If I’ve timed this right, this post is going to drop right in the middle of our annual week-long camping trip along the Oregon Coast. It is, by far, my favorite Summertime activity and I look forward to it like a child waiting for Christmas.
This week marks our 6th year of camping and there have been some changes since the early days. That first year, we piled everything we needed inside the Honda Odyssey (we didn’t even have a roof rack!) and I took us on a road trip that covered about 800 miles in total and had us setting up and tearing down camp every two days.
“Variety is the spice of life” is a personal cliché of mine, and I had no idea what kind of camping we’d enjoy the most: near the beach? in the mountains? high desert? Obviously, I also had no idea how much work was involved in setting up and tearing down camp! Which is why on the last day as we were driving home I took my husband’s hand and asked, “You sure you still want to be married to me? I’m so sorry…”
That year we had four kids under the age of 10, including one that was still nursing, in diapers, and happened to spike a pretty high fever on our first night as we huddled together in 40 degree temperatures at beautiful (freaking-cold-at-night) Crater Lake. “Oh, this is why the ranger kept insisting that I get a fire started when we arrived at 4 pm when it was still 80 degrees!” I thought to myself as I shivered while making dinner via flashlight.
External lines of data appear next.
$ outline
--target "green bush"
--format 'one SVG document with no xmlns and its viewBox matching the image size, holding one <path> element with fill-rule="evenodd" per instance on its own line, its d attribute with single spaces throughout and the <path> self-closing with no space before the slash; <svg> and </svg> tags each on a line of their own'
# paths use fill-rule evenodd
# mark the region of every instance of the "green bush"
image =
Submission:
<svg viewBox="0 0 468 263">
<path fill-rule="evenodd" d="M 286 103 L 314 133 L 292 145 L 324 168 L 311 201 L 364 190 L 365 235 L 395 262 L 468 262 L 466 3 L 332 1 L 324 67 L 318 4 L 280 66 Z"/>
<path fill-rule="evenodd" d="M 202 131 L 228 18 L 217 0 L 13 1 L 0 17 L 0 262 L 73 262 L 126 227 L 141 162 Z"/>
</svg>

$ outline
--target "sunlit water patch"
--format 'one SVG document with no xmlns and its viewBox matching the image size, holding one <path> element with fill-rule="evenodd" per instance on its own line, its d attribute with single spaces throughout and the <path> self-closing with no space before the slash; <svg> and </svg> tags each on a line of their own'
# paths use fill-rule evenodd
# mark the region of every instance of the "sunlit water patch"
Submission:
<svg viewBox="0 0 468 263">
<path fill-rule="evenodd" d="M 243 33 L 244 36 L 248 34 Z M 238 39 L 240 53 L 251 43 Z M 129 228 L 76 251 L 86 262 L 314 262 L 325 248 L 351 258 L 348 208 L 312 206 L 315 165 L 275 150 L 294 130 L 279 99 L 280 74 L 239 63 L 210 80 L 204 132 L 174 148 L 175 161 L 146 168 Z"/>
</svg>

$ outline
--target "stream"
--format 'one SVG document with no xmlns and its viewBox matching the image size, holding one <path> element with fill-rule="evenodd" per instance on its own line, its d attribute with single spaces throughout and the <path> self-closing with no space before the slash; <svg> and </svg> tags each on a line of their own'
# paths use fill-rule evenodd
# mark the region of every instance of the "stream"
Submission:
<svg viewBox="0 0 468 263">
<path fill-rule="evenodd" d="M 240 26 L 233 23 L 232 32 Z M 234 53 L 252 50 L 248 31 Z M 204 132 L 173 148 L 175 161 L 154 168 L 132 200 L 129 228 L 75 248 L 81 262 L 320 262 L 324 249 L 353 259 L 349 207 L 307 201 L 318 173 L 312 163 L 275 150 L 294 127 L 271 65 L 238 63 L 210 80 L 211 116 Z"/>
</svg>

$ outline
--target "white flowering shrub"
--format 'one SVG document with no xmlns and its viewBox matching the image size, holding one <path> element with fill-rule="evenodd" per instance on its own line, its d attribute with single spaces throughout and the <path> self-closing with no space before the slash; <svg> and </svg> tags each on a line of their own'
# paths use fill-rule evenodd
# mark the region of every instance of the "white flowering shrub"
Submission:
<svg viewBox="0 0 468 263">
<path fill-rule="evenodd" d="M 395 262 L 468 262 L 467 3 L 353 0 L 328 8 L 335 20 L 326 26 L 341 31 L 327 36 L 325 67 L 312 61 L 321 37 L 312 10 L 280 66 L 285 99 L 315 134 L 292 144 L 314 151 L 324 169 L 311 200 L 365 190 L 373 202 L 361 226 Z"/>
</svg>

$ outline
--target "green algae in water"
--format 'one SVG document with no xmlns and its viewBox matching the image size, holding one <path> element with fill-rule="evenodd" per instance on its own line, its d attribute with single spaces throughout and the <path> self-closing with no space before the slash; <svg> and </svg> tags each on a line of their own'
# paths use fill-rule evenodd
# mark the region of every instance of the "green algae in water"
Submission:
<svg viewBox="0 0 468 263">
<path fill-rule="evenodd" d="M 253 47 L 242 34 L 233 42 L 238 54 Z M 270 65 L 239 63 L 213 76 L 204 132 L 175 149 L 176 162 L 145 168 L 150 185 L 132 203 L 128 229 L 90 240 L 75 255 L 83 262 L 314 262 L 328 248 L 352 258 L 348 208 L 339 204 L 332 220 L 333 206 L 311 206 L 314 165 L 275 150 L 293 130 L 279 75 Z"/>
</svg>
Our air mattress popped in the middle of the night so we woke up on the freezing cold, hard ground and had to head into town to buy a ridiculously expensive new one so that my husband’s back wouldn’t break. Remember, it was already under considerable strain due to the loading and unloading of all of our crap from inside the mini-van. I seriously can’t believe that he agreed to do this again after that first year! Were we crazy? No, I’d like to think that even in the middle of all the nuttiness of that first year we realized a few of the “whys” of camping is so good for our family…
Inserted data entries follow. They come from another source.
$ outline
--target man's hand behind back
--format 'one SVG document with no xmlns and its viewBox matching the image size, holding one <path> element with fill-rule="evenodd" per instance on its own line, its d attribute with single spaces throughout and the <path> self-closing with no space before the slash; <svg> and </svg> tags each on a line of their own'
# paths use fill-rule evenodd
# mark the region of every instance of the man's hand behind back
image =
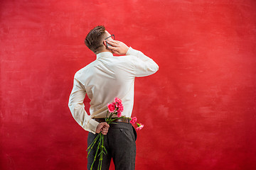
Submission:
<svg viewBox="0 0 256 170">
<path fill-rule="evenodd" d="M 96 128 L 96 132 L 100 133 L 101 132 L 104 135 L 106 135 L 108 132 L 109 128 L 110 125 L 107 124 L 106 122 L 100 123 Z"/>
<path fill-rule="evenodd" d="M 109 46 L 108 48 L 112 50 L 114 54 L 124 55 L 128 51 L 128 46 L 124 42 L 117 40 L 108 40 L 107 43 L 113 47 Z"/>
</svg>

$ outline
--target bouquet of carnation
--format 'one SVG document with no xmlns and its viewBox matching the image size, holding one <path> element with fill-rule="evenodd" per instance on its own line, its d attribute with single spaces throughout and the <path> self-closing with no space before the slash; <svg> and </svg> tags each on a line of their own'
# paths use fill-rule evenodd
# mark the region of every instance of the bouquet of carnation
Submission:
<svg viewBox="0 0 256 170">
<path fill-rule="evenodd" d="M 105 121 L 107 122 L 107 124 L 115 123 L 114 123 L 115 120 L 120 118 L 129 118 L 130 120 L 130 123 L 136 124 L 137 126 L 137 128 L 136 128 L 137 130 L 139 130 L 143 128 L 144 125 L 142 125 L 142 123 L 137 123 L 137 118 L 136 117 L 131 118 L 125 118 L 124 116 L 122 115 L 122 112 L 124 110 L 124 107 L 122 104 L 121 99 L 118 98 L 114 98 L 114 101 L 112 103 L 107 104 L 107 108 L 108 108 L 108 110 L 107 111 L 107 115 L 105 118 Z M 108 117 L 107 115 L 109 115 Z M 117 116 L 113 117 L 113 115 L 117 115 Z M 92 143 L 87 149 L 87 150 L 89 150 L 88 155 L 95 145 L 97 146 L 97 150 L 90 169 L 91 170 L 92 169 L 93 164 L 97 157 L 99 157 L 100 160 L 99 160 L 97 169 L 100 170 L 102 169 L 103 154 L 107 154 L 106 148 L 104 146 L 104 135 L 103 134 L 102 134 L 102 132 L 100 132 L 97 135 Z"/>
</svg>

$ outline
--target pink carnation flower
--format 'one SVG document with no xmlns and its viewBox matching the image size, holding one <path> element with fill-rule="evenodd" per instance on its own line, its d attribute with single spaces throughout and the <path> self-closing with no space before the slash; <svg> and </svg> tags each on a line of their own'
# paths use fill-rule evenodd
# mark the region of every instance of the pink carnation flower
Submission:
<svg viewBox="0 0 256 170">
<path fill-rule="evenodd" d="M 114 103 L 117 103 L 118 104 L 122 104 L 122 100 L 118 98 L 114 98 Z"/>
<path fill-rule="evenodd" d="M 121 113 L 121 112 L 122 112 L 123 110 L 124 110 L 124 106 L 122 106 L 122 105 L 119 106 L 118 107 L 117 112 Z"/>
<path fill-rule="evenodd" d="M 120 118 L 122 116 L 122 113 L 117 113 L 117 117 L 118 118 Z"/>
<path fill-rule="evenodd" d="M 137 123 L 138 128 L 136 128 L 137 130 L 140 130 L 143 128 L 144 125 L 142 125 L 142 123 Z"/>
<path fill-rule="evenodd" d="M 110 113 L 113 113 L 115 110 L 115 106 L 114 106 L 114 104 L 113 104 L 113 103 L 112 103 L 110 104 L 107 104 L 107 108 Z"/>
<path fill-rule="evenodd" d="M 132 119 L 131 119 L 131 120 L 130 120 L 130 123 L 132 123 L 132 124 L 136 123 L 137 120 L 137 118 L 136 117 L 132 118 Z"/>
</svg>

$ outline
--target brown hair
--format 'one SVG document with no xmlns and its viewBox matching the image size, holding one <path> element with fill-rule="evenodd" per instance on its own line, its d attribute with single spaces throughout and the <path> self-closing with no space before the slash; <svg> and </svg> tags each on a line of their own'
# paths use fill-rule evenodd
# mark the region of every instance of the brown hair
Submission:
<svg viewBox="0 0 256 170">
<path fill-rule="evenodd" d="M 103 26 L 97 26 L 91 30 L 85 38 L 86 46 L 94 53 L 100 52 L 104 47 L 103 38 L 106 35 L 105 30 Z"/>
</svg>

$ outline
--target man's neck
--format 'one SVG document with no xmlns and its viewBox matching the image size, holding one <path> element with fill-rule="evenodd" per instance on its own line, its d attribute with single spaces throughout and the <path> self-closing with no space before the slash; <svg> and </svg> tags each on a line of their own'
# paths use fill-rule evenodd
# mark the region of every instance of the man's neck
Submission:
<svg viewBox="0 0 256 170">
<path fill-rule="evenodd" d="M 100 52 L 110 52 L 112 53 L 111 50 L 107 50 L 107 49 L 104 49 L 104 50 L 102 50 L 101 52 L 99 52 L 98 53 L 95 53 L 95 55 L 97 55 L 97 54 L 100 54 Z"/>
</svg>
There is nothing like the smell of fresh air that surrounds you as you drive into your little campsite encircled by old growth pines.
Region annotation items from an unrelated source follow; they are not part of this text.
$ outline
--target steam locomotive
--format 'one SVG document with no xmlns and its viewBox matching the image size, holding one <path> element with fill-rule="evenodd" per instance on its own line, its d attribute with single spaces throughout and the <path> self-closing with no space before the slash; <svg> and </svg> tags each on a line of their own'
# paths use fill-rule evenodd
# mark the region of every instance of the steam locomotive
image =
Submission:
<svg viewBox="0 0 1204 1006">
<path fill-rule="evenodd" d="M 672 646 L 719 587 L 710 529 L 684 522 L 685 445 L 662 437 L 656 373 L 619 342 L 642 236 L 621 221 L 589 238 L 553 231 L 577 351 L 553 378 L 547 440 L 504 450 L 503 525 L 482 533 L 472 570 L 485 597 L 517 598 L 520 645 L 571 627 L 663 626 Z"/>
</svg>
We play games – Farkle, Gin, Loaded Questions, Apples to Apples, just to name a few! And our charades are legendary.
The food! I’m a bit of a nut job in that I like to prepare all of our dinners ahead of time and freeze them – so that all I have to do at the end of the day is warm up a big pot of something delicious and we eat as well as we do at home. This gives me more time to sit by the fire, drink a beer, and connect with my family (or a really good book!)
And my kids love that they get to eat stuff that we rarely have at home: Top Ramen (Hey, don’t judge! I LIVED on Top Ramen, beer, potatoes and peanut butter for four years while I was in college, and I turned out okay!), Pop Tarts, Funions (what are these anyway? I don’t even think “onions” is in the list of ingredients…) and so, so many s’mores.
But the thing that I look forward to the most is that there is no wi-fi and because we have a super crappy phone network, no cell service. For an entire week, we are all unplugged and I.LOVE.IT. My kids, who are pretty much digging their Summer screen time which is waaaay over what I know is good for their brains, get a break from it all. Especially the older ones – for whom the world and its pain never leaves them alone for a minute when it’s all just a click away on their phones.
We engage. In the here and now. With each other. And it is good.
Take your kids camping, please.
Let them find “their” climbing tree and the hidden way to get to and from the bathrooms. Buy them fishing poles and sit quietly next to them for hours in August after the lake’s bounty has already been snatched up and hope, hope, hope that this is the year they catch “the big one” that is legend around these parts. Laugh yourselves silly and sing at the top of your lungs. Create the type of memories that matter as a family. Then sit back and wonder who gets the most out of this experience – you or them.
Does it matter? Not really.
Have you ever camped as a family before? Did you love it? Only do it “for the kids?” What other kinds of things do you do with your babies/kids that might become a family tradition? Let me know – I love this kind of stuff!